* Lower pulp prices, risings costs, higher taxes take toll
* High base of comparison also hurt net profit
* Sales increased 7.7 percent last year
SANTIAGO, March 14 Chilean industrial conglomerate Copec said on Thursday that net profit dropped by more than half last year on declining wood pulp prices, rising costs and higher taxes on businesses in Chile.
Also weighing on Copec's bottom line was a high base of comparison due to a $532 million insurance payment the company received in 2011 for damages its installations suffered from a massive earthquake and ensuing tsunami that struck in 2010.
Net profit tumbled 56 percent to $409.57 million in 2012 from the prior year, in line with expectations.
"The drop in operational results is due mainly to lower results in the forestry and fuel sectors ... There was a drop in sales in the wood pulp business, due to lower average sales prices and an increase in costs," Copec said in a statement posted on the local securities regulator's website.
Chile's Congress in September approved changes in tax laws to help fund an education reform.
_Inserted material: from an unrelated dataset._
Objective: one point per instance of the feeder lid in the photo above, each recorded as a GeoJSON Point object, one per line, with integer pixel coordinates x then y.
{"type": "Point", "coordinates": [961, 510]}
Businesses in the Andean nation now face a higher tax rate of 20 percent and fewer loopholes to evade them, though the rate remains well below Latin America's average rate of 25.06 percent in 2011, according to accounting firm KPMG.
Sales at Copec, which owns the world's second-biggest wood pulp producer and the third-largest commercial fishing company, as well as the main fuel distributor in Chile and Colombia, rose 7.7 percent in 2012 to $22.761 billion.
EBITDA, or earnings before interest, taxes, depreciation and amortization, slumped 23 percent last year to $1.559 billion.
Before its earnings were reported, shares of Copec ended 0.6 percent lower on Thursday, roughly in line with the blue-chip IPSA stock index decline.